Outage caused apps to die, but fly never recovered them?

We just noted a few apps randomly died because of redis connection errors to another redis app deployed on fly so they are dead. But nothing brings them back?

Another app that is now dead and wont restart was last seen logging:

Pulling image failed

This happen a few times with no prior errors and then died, won’t recover.

How do we avoid this happening in the future?

fly restart is completely unresponsive, how do we get these apps back up?

The only way I have found in the past to unbrick dead apps is doing a fly deploy - but with a complicated CI/CD setup, this can be a problem to get apps back up ASAP.

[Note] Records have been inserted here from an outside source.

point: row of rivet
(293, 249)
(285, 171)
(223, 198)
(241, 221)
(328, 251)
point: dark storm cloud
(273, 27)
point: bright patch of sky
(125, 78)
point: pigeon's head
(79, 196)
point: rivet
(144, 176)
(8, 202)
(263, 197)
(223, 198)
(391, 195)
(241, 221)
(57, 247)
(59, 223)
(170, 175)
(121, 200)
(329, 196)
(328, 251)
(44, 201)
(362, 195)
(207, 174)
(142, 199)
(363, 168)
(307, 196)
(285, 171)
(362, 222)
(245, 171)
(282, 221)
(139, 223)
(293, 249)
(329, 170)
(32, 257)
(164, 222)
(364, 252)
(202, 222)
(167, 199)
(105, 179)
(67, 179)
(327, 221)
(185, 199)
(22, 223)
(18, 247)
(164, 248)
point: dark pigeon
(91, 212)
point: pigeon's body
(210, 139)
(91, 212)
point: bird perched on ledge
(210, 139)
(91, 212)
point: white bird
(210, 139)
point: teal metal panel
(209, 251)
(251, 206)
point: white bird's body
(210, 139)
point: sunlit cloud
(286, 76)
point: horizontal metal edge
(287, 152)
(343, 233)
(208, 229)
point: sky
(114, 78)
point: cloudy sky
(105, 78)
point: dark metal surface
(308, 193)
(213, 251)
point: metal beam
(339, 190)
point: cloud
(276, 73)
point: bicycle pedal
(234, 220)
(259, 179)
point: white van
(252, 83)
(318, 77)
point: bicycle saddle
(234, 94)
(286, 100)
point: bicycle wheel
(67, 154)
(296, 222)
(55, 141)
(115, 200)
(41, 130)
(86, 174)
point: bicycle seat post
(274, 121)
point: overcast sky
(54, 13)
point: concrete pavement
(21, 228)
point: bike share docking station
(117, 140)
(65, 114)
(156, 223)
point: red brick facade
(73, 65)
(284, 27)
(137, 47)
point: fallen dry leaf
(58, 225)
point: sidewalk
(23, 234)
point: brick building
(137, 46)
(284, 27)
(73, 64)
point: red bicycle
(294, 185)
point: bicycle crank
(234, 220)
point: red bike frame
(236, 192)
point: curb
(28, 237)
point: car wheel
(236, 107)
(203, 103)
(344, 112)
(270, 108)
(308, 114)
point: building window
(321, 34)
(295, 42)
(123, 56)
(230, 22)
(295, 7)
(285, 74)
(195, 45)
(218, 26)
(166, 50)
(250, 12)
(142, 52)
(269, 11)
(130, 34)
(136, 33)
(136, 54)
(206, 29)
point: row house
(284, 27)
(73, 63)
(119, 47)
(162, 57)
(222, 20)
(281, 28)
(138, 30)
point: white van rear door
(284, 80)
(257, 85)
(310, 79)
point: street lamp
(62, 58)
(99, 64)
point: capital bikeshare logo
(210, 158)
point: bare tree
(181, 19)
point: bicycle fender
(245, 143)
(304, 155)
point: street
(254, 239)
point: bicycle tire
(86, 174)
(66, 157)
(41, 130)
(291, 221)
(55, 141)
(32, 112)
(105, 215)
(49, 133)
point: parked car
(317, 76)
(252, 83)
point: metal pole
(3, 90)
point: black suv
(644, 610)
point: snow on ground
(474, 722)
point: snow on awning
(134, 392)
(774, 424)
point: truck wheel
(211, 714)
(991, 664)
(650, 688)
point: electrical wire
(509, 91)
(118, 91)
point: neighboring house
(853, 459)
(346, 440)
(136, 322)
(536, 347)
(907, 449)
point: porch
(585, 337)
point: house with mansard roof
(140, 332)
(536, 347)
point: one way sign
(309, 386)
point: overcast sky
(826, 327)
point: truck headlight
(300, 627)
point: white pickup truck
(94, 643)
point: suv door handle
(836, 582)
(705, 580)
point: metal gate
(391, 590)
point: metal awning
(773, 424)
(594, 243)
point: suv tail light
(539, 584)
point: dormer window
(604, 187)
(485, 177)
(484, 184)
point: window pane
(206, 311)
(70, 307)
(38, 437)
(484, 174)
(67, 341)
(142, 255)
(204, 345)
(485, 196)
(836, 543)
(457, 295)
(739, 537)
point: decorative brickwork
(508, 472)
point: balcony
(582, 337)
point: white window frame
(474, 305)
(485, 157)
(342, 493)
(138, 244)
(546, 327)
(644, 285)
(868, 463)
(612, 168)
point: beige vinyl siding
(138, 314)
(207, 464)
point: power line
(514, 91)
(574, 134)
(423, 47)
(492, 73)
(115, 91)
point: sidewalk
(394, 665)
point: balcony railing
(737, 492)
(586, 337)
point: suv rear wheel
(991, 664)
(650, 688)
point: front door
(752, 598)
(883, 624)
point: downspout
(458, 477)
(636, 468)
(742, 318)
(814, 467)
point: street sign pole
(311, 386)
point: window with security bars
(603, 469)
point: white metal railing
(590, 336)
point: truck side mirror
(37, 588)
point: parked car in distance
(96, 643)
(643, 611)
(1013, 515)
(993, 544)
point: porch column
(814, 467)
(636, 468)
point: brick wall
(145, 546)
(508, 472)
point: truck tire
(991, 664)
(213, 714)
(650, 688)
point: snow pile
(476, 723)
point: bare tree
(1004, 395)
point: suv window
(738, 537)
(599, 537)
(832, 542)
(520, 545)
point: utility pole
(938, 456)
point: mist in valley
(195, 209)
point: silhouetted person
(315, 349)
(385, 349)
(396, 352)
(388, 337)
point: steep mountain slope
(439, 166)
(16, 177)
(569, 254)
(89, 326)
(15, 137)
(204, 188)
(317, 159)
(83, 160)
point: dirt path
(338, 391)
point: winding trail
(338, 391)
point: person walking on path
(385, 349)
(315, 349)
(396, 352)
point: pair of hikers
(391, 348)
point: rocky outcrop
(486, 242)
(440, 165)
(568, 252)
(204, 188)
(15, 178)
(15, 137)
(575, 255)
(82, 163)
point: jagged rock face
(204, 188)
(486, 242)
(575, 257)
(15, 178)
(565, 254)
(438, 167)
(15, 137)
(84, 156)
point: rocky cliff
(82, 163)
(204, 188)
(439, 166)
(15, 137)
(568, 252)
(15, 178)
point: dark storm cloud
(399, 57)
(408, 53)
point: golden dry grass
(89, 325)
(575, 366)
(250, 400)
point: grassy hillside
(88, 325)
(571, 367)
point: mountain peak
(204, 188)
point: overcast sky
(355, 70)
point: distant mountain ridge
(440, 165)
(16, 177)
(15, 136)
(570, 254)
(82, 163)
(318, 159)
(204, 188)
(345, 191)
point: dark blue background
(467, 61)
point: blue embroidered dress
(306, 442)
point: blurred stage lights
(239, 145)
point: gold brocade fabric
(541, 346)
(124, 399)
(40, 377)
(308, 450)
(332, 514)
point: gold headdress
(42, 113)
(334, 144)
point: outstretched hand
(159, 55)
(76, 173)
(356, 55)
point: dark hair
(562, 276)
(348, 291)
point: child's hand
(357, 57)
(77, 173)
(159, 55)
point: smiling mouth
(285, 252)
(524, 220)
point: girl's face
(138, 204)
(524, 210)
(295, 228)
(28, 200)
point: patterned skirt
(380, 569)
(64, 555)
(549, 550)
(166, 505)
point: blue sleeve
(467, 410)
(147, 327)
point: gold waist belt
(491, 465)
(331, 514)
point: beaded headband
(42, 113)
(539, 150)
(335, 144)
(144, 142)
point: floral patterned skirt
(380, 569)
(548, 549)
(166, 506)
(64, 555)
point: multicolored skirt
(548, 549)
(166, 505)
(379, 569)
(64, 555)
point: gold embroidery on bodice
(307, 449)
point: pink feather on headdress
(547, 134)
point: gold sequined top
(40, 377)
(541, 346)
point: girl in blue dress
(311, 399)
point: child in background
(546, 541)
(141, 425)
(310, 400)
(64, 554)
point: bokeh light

Were these apps + redis instances by chance? We are pretty good at rescheduling apps, but when redis needs to boot first it may not work properly. This is currently our biggest ongoing projects.

A fly secrets set is a simpler way to do the fly deploy process. fly restart just restarts VMs in place, so if there are non scheduled it won’t do anything.

There’s not much you can do about this right this second. It will improve, and last night’s outage was somewhat unique, so there’s a low percentage chance of the same project occurring again.

Gotcha, this was 2 apps, one was connected to redis and started to get errors, then it died.

The other died with the last logs as : Pulling image failed repeated times, but then never recovered.